Ces femmes ont dit avoir confié ce détail à la police mais ont ajouté que leur déclaration n'avait pas été enregistrée. Le vieux monsieur en vélo sera identifié par la suite comme pouvant être le tueur en série Francis Heaume, effectivement présent et à vélo dans la ville le jour du drame.
Le policier en retraite mime toutes ces scènes devant la cour d'assises des mineurs du Rhône qui rejuge Patrick Dils : "Je me le rappelle comme si c'était hier. Pour moi, c'est une question de conscience de venir témoigner. C'est sa dernière chance. Il ne s'est jamais défendu. Mais comment aurait-il pu le faire ?"
Plaidoiries
Soulignant que "tout lui paraissait douteux" dans ce dossier, en dépit des "aveux immondes, dévastateurs" et pleins d'incohérences, sur lesquels Dils était revenu, l'avocat général n'avait réclamé mardi ni peine, ni condamnation, mais s'était gardé de prononcer le mot d'"acquittement".

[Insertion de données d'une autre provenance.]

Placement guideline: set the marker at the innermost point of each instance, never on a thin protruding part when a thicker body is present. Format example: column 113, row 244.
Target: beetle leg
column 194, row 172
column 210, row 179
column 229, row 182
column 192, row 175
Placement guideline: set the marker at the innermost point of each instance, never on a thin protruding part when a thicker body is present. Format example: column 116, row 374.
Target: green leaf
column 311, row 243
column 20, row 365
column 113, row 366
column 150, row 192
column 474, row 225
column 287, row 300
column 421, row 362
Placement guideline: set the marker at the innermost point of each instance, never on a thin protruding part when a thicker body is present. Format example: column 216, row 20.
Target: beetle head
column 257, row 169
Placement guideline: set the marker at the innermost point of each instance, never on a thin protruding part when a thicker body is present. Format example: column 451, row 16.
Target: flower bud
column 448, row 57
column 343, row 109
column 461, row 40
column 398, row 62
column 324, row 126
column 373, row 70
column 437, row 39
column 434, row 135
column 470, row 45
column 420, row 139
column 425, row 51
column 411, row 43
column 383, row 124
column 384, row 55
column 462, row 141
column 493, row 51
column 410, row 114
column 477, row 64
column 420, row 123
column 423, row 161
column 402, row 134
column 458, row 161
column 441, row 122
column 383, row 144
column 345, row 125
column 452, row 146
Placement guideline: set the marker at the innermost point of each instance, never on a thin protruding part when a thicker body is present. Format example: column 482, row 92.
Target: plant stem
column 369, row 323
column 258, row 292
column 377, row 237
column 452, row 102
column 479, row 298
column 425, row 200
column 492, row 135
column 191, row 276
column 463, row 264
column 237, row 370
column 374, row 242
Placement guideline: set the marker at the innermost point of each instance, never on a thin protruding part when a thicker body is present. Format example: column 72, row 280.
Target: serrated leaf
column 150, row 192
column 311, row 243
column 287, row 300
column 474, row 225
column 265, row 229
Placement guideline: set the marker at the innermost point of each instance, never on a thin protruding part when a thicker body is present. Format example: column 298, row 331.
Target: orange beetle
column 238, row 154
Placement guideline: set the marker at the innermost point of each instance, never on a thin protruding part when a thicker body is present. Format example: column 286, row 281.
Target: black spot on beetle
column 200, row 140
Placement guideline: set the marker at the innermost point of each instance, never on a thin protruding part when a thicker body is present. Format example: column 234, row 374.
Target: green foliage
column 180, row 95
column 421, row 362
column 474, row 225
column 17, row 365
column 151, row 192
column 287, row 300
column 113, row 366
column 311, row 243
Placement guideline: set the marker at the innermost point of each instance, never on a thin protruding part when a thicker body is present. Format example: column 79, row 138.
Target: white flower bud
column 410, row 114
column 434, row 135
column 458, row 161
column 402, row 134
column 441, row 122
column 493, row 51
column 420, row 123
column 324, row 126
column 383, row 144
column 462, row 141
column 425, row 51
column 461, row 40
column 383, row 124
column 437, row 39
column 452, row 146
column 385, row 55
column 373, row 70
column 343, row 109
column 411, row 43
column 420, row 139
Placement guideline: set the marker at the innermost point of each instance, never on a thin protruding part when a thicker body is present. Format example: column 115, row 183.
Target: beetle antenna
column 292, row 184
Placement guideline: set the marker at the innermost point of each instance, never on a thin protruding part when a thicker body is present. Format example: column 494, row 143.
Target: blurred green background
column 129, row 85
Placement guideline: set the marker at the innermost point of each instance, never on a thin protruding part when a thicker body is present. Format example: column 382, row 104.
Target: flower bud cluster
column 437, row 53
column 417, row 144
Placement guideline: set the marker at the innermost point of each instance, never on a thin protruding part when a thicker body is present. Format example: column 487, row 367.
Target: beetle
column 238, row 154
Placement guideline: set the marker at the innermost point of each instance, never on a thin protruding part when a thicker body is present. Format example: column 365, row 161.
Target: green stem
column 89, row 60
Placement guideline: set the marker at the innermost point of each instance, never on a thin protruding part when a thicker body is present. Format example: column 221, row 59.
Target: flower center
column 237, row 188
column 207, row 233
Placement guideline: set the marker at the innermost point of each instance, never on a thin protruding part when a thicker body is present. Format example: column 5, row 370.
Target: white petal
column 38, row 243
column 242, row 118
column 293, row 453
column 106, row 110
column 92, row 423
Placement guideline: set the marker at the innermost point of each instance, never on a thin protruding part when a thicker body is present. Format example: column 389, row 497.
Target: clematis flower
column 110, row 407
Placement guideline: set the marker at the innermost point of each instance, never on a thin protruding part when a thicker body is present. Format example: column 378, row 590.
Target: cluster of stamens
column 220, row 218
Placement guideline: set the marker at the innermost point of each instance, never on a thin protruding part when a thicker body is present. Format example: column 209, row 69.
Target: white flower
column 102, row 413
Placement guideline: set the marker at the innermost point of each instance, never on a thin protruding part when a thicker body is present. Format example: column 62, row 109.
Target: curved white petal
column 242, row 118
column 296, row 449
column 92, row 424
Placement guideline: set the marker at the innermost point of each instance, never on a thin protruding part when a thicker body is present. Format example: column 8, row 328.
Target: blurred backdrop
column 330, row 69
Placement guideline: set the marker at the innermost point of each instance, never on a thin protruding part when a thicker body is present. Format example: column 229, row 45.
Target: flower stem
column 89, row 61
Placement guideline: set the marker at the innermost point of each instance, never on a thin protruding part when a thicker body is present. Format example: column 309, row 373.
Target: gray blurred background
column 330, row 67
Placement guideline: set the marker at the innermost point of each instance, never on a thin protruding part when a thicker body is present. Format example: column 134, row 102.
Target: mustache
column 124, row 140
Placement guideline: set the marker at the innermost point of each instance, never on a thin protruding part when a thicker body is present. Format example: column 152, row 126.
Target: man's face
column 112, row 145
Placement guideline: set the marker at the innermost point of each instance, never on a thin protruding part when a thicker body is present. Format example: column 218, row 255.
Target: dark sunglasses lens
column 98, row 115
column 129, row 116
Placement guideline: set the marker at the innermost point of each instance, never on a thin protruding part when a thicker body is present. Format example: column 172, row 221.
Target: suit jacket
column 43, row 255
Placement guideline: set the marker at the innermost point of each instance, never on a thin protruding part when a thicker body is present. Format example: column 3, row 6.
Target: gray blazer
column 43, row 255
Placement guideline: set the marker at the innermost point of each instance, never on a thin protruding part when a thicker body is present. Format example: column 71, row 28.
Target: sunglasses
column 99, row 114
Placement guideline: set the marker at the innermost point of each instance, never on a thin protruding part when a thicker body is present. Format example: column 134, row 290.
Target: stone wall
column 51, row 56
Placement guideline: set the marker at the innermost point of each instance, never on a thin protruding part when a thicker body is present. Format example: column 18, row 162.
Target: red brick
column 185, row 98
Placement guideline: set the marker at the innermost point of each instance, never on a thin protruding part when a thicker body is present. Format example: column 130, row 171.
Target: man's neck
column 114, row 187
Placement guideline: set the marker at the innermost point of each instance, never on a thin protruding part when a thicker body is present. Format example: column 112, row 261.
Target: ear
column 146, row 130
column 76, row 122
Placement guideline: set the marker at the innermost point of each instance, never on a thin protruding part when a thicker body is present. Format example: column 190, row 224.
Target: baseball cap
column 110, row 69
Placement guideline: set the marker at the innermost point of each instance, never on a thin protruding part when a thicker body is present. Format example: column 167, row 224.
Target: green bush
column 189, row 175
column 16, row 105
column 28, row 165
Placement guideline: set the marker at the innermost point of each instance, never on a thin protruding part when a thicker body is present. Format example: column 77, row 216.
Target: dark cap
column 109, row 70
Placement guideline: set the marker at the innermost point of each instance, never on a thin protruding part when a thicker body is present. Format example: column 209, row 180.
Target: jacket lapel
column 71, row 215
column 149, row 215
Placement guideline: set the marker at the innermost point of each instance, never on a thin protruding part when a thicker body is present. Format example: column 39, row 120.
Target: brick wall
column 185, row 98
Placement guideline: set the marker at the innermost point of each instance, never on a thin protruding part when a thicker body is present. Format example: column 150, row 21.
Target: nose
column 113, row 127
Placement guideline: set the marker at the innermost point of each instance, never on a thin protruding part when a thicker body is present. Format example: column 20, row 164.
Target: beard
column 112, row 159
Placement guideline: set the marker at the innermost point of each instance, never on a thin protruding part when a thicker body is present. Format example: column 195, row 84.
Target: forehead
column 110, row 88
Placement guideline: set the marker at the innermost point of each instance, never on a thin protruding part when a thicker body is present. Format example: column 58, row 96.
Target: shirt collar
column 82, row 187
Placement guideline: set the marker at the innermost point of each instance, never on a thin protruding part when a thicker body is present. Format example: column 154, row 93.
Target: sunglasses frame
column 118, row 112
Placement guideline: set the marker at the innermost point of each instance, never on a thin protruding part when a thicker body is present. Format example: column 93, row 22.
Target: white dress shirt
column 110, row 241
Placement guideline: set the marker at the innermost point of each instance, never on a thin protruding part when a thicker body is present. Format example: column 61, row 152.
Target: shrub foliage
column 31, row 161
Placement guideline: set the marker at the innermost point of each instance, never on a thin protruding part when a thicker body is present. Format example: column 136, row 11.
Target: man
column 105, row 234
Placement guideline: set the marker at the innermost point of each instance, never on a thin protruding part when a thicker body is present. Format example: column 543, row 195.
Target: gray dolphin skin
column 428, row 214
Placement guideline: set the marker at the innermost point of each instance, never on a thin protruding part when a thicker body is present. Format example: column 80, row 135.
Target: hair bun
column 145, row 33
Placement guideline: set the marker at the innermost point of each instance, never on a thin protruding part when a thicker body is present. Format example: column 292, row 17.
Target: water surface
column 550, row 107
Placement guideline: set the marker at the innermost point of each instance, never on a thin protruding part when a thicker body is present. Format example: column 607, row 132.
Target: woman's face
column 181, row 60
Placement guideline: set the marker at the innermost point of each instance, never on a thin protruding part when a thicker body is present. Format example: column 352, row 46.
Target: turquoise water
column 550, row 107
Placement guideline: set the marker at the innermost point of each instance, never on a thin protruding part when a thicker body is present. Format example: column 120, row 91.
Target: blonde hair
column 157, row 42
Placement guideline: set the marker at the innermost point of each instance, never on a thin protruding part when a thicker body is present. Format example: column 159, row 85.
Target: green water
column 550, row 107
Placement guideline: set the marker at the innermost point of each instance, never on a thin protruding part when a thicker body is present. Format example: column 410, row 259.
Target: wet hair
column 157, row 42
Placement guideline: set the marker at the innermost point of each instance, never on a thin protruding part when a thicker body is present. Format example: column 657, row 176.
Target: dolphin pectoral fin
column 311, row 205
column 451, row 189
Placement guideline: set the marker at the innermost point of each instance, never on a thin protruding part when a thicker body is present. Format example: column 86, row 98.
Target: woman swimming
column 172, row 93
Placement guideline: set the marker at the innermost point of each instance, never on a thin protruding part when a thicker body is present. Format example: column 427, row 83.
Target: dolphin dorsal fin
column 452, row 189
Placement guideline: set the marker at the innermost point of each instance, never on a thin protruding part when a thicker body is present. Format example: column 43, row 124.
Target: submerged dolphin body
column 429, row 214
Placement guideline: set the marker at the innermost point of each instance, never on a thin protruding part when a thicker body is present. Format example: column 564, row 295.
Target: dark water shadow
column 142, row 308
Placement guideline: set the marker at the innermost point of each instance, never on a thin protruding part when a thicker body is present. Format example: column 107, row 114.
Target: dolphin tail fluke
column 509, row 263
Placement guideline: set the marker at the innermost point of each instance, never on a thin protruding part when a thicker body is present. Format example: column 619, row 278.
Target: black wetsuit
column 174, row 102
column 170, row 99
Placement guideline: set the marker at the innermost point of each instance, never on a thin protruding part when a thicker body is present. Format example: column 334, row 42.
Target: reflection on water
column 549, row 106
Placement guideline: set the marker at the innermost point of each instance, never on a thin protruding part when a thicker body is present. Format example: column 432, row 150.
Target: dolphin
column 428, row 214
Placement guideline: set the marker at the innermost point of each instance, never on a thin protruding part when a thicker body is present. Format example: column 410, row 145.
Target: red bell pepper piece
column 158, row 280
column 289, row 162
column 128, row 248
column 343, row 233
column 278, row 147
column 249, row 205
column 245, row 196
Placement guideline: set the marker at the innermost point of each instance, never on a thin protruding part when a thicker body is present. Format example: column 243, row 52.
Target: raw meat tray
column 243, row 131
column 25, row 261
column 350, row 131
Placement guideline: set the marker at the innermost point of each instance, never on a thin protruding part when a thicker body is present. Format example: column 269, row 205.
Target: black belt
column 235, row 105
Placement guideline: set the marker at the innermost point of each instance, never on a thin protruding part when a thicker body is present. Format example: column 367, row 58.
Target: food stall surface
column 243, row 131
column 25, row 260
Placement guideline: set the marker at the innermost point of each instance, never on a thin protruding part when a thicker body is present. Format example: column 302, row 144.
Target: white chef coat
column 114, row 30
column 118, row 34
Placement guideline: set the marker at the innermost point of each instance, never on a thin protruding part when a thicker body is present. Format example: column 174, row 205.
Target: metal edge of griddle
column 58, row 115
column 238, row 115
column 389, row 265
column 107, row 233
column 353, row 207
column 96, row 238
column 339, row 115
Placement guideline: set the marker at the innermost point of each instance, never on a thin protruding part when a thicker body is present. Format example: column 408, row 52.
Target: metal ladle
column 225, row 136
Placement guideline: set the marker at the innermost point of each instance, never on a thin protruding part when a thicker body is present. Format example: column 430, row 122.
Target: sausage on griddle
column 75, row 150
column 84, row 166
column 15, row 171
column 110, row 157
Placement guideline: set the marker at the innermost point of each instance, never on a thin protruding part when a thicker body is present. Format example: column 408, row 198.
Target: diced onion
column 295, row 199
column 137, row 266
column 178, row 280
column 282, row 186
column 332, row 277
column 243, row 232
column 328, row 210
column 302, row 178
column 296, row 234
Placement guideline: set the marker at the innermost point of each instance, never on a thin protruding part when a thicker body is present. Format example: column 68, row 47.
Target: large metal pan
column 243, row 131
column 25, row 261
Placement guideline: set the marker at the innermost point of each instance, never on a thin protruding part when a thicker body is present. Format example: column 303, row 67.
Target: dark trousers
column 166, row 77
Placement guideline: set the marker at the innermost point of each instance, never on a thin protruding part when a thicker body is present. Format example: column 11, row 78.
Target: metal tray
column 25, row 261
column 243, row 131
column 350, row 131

"Peu importe les conséquences, si vous avez l'intime conviction que Dils est innocent, vous devez prononcer son acquittement", a plaidé Me Jean-Marc Florand, avant que la cour ne se retire pour délibérer. "Ne vous demandez pas les conséquences pour la justice et l'institution, ne pensez pas à la peine des familles et ne tombez pas dans une peine de complaisance", a-t-il dit.
"Je vous demande de lui rendre son innocence, son honneur, sa liberté et son sourire", a déclaré Me Florand, à l'issue d'une plaidoirie dans laquelle il a développé "les preuves de l'innocence de Dils et de la culpabilité de Heaulme".
"On a construit un coupable idéal et docile à défaut d'un vrai coupable, on a fabriqué des aveux", a souligné le défenseur, décrivant l'accusé comme un "robot mécanique, écrasé par les événements exceptionnels qu'il était en train de vivre".
"Oui, Dils est coupable d'avoir avoué un crime qu'il n'a pas commis, qu'il n'a pu commettre, mais il n'avait que 16 ans", a souligné Me Florand, ajoutant que si il "s'est rendu coupable de ne pas avoir hurlé son innocence", c'est parce qu'il n'est "pas un rebelle".
"Au lieu d'un tueur fou, on va pourchasser un adolescent timide et anormalement normal", a-t-il dit, dénonçant les "incohérences, les invraisemblances, les oublis" de l'enquête.
Prenant la parole en dernier, Patrick Dils a déclaré à l'adresse des familles des victimes : "Je suis innocent. Je n'ai pas tué vos enfants. Mon souhait le plus cher c'est à mon tour d'avoir des enfants. Encore aujourd'hui j'ai de la haine pour personne".
Le verdict
Patrick Dils a été définitivement acquitté mercredi 24 avril 2002 par la cour d'assises des mineurs du Rhône.
A une semaine près, Patrick Dils, âgé de 31 ans, en aura passé quinze en détention pour un crime qu'il avait reconnu avant de se déclarer innocent.
A 22H10, il a franchi en homme libre, encadré de ses avocats, les portes de la prison Saint-Paul de Lyon où l'attendait une horde de journalistes, fermement maintenus à bonne distance par un imposant cordon de CRS.
"Je suis extrêmement content de la décision qui vient d'être rendue mais il va falloir du temps pour analyser la situation. Quoi qu'on puisse faire, personne ne pourra me rendre ces 15 ans", a déclaré Patrick Dils. "Je veux retrouver ma famille, mes amis et puis souffler, parce que je suis fatigué, je suis usé, j'ai envie de me reposer", a-t-il dit lors d'une très brève prise de parole avant de monter dans un véhicule d'une chaîne de télévision privée.